La decisione di effettuare, o meno, il processo simultaneo è rimessa in capo al giudice, e non alle parti che, diversamente opinando, sarebbero così legittimate a imporre tale scelta all'organo giudicante mediante la proposizione di un ricorso collettivo, svuotando di significato la disposizione di cui all'art. 70 del codice del processo amministrativo.

Senza contare che una soluzione esegetica di tal fatta finirebbe per avere delle inevitabili conseguenze in materia di contributo unificato, posto che soltanto la decisione postuma del giudice di riunire più ricorsi ex art. 70 c.p.a. non incide sul tributo chiesto per l'accesso al servizio giustizia, a differenza di quanto accade con la presentazione di un ricorso collettivo, dove i ricorrenti sono considerati come un'unica parte processuale.

In conclusione

Alla luce delle precedenti considerazioni, è evidente come nonostante l'entrata in vigore del codice del processo amministrativo la questione relativa ai presupposti per la valida proposizione di un ricorso collettivo risulti ancora oggi impegnare la giurisprudenza amministrativa che, nel silenzio del legislatore, ha comunque dovuto preoccuparsi di individuare dei limiti per l'ammissibilità di tali tipologie di gravami nell'ambito della giurisdizione di legittimità.

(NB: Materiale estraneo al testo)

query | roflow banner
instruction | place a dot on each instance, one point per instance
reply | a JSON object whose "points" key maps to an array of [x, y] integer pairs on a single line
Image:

La questione, a ben vedere, risulta essere particolarmente delicata e si scontra con le differenti sensibilità mostrate dai diversi orientamenti giurisprudenziali e i discendenti approcci adottati, più o meno rigorosi.

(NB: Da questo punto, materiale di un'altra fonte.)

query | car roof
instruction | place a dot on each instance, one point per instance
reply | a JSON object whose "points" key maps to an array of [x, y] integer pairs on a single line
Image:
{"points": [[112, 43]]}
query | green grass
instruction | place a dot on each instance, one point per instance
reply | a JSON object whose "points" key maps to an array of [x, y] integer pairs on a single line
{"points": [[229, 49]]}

A questo punto, sarebbe forse auspicabile un intervento normativo che disciplini in maniera esaustiva la fattispecie, ridimensionando il ruolo pur determinante rivestito in passato dal giudice amministrativo nella creazione delle norme di diritto processuale, in un contesto dove, tuttavia, e pare opportuno ricordarlo, non esisteva un codice di rito riservato allo svolgimento del processo amministrativo, come invece accade oggi.

Del resto, la sede legislativa parrebbe essere la più appropriata a risolvere il problema, tenuto conto che il nocciolo dello stesso risiede nell'individuare un adeguato punto di equilibrio tra opposte esigenze, bilanciando la necessità, da un lato, di garantire al privato il diritto a difesa e l'effettività della sua tutela davanti al giudice amministrativo e, dall'altro, di assicurare un adeguato funzionamento del sistema giustizia, evitando possibili confusioni e ritardi nella definizione dei giudizi che deriverebbero dal portare contemporaneamente a conoscenza dell'organo giudicante più cause tra loro non omogenee.